If I don't tell you my score when you ask, it means that I don't want to. And just because I don't want to tell doesn't necessarily mean that I did badly or that I’m ashamed of what I earned.
After checking my score from the August SAT, I was ecstatic. When I arrived at school, I met one of my friends in the parking lot, and he asked me what I got. Not seeing any reason not to tell, I told him my score and he replied with an enthusiastic “Me too!” We high-fived and went to our respective classes.
But as the day went on and as I ran into classmates and friends who had not done as well as they wanted to, I decided to keep my mouth shut about my score. I knew how disheartening it was to feel incompetent after hearing how certain other people scored on a test. I knew how badly it hurt to feel stupid, despite knowing that I’m not (not in the educational sense anyway).

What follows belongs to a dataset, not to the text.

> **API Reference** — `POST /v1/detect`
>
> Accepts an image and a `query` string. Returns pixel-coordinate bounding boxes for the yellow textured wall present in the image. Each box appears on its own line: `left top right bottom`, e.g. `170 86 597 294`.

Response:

I thought little of the issue until recently, when PSAT scores came out. Just the other day, my mom asked me, “How did ____ do on her PSAT?” I asked her why she wanted to know, and she replied nonchalantly, “Oh because she got ___ on her SAT. Isn't she good at standardized test taking?”
I wasn’t even surprised that my mom knew the scores of my friends.
It has become a competition for some parents to share their kids’ scores and boast when they score high. But we aren't cattle waiting to be branded by our test scores. Being compared to other students is harmful not only to the person feeling inferior because of a lower score, but also to the person who is being held to an exceptionally high standard. Unfortunately, to many parents, our intelligence is apparently measured by little more than our standardized test scores.
Don't get me wrong, I love my parents. They aren't mean or evil; they just don't see the wrong in classifying students by their test scores, since, according to them, all the parents do it. I’d guess that at least half the school population has had a similar experience either with parents, friends or classmates.
Our standardized test scores are representative of how we scored on one test, how tired or jittery we might have been that one day or how badly we may have had to use the bathroom during a particular portion of the test (writing and language was my downfall).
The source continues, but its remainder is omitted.